Je ne me rappelle plus de la dernière fois où j’ai rêvé pour moi-même. Ou si j’en ai jamais été capable. Tout ce que je sais, c'est qu'ils sont là, quelque part dans ma tête, chaque nuit, en train d'être enregistrés, comprimés, emballés, puis envoyés à ceux qui paient pour ça. Je suis devenu une machine à produire des songes, une source d'imaginaire pour les autres. Le processus est mécanique, régulier, implacable. Je ne lutte même plus. À quoi bon ? Je m’allonge, je ferme les yeux, et l'appareil fait le reste. Une routine bien huilée, comme un travail à la chaîne. Parfois, j'essaie de me souvenir de ce que cela faisait, autrefois, de me réveiller avec l'écho d’un rêve encore vivant dans mon esprit. J'aimerais retrouver ces moments où l'on ouvre les yeux, avec une sensation d'évasion, d’inconnu, d’aventure. Mais ces souvenirs, s'ils ont existé un jour, se sont effacés depuis longtemps.

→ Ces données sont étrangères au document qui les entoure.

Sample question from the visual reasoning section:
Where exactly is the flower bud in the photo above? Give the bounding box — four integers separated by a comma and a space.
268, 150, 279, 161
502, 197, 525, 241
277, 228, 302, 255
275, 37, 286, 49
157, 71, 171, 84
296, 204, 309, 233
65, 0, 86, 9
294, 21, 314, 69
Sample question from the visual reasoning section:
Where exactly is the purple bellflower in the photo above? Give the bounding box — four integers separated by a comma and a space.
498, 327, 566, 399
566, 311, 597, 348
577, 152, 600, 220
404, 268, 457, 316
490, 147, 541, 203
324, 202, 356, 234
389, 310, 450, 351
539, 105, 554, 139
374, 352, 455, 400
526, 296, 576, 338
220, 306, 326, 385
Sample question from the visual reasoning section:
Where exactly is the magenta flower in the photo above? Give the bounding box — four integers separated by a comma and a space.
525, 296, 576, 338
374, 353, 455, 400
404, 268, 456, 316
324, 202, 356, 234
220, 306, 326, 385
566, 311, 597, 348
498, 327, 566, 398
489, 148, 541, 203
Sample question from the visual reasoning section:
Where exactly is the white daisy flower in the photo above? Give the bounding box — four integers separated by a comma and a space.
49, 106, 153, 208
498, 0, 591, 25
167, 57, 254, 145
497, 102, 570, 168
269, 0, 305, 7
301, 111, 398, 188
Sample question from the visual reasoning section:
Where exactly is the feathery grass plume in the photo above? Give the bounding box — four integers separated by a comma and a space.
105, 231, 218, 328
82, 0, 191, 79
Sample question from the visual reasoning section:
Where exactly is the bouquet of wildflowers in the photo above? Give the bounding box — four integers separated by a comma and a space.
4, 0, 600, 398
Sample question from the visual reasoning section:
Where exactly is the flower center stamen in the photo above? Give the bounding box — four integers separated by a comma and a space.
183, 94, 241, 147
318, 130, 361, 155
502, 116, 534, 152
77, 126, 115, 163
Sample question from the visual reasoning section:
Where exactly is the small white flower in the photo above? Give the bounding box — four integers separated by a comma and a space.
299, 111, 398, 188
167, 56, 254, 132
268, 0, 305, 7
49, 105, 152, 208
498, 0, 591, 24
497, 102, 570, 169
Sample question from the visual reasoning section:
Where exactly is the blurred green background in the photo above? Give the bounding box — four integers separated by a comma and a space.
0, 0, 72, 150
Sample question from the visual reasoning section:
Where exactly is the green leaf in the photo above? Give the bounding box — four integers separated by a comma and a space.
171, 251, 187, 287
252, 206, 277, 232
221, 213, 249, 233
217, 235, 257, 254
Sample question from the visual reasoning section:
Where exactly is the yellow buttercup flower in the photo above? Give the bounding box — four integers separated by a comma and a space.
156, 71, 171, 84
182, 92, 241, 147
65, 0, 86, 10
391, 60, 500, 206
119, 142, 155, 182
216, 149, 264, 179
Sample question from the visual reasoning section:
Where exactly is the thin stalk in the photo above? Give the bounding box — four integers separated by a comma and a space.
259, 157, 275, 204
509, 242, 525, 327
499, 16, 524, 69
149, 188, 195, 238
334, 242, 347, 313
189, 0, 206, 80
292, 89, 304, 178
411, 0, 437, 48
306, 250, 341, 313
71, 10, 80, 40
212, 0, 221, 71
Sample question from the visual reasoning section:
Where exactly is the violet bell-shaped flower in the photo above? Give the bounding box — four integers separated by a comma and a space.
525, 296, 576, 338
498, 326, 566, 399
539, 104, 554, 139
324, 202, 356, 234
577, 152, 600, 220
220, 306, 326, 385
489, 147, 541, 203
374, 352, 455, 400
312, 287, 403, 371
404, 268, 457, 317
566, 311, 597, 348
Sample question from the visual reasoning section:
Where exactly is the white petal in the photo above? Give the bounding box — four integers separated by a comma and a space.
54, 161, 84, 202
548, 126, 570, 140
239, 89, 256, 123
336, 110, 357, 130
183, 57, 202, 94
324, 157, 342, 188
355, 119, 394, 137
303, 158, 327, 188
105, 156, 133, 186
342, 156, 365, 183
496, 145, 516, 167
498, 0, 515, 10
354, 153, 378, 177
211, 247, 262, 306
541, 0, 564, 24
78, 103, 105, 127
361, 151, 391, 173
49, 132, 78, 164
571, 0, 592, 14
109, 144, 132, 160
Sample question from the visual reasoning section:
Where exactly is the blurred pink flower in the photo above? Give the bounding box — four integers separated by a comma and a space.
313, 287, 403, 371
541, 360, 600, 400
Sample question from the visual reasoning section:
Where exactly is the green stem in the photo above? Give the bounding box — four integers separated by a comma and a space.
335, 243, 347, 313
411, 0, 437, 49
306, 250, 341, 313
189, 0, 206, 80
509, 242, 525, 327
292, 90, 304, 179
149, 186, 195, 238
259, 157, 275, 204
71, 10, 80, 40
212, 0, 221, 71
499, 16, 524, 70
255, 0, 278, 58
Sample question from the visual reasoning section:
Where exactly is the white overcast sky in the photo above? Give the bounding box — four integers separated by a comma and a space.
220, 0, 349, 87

Je ne me souviens jamais de rien. Tout est flou, comme un film dont on n'aurait vu que les premières secondes avant qu'il ne soit brutalement interrompu. Je me dis que mes rêves doivent être fantastiques, pleins de couleurs, de récits épiques, pour que les gens m'envient au point de les acheter. Je suppose qu'ils en sortent ravis, comblés d’avoir vécu ces illusions. Pour moi, ce sont des songes sans goût, sans forme, des ombres que je ne perçois jamais. Tout ici est devenu mécanique, même mes questionnements. Je suis vidé, vidé de toute émotion, de tout désir.

Parfois, lors des soirs les plus sombres, j'aperçois des éclairs de lumière qui jouent sur les trois murs de ma cellule. J'en suis sûr, ils émanent de la ville en contrebas. C'est idiot, mais j'aime penser que mes rêves sont projetés sur des écrans géants, devant une foule attentive, parfois triste, souvent joyeuse et que de cette manière, je suis un peu avec eux. C’est étrange que tant de gens vivent à travers ce que je compose la nuit. Ils me regardent, me scrutent, comme si j’étais un créateur de mondes, un artiste. Mais moi, je ne suis qu’un passeur de songes. Le lien entre mes rêves et moi s’est brisé il y a bien longtemps.

Pour masquer ma présence au jour gris, seul juge de mon insignifiance, je me roule au sol dans l'espoir qu'il me laisse lui arracher quelques heures. Sa présence infinie me rappelle l'inutilité de ma condition, je suis sans cesse écrasé par son œil inquisiteur qui m'empêche de redresser la tête. Il lance ses assauts de gris qui s'infiltrent dans mes pensées, effaçant les couleurs, les détails et qui ne laissent que des échos sourds. 
Je ne me souviens pas des nuits. 

Chaque jour qui passe, je m’éloigne un peu plus de ce que j’aurais pu être. Un rêveur, un vrai. Pas ce simulacre, cet automate. Je souris amèrement et ferme les yeux, prêt à recommencer une nouvelle nuit de rêves dont je ne me souviendrai jamais. Ce que je rêve, je ne le sais pas. Ce que je suis, je l’ai oublié. Je ne sais même plus si je suis encore vivant à l’intérieur. Tout cela n’a plus d’importance, peut-être qu’il est temps d’accepter cette vérité simple.

Ça fait bien longtemps que j’ai arrêté de rêver.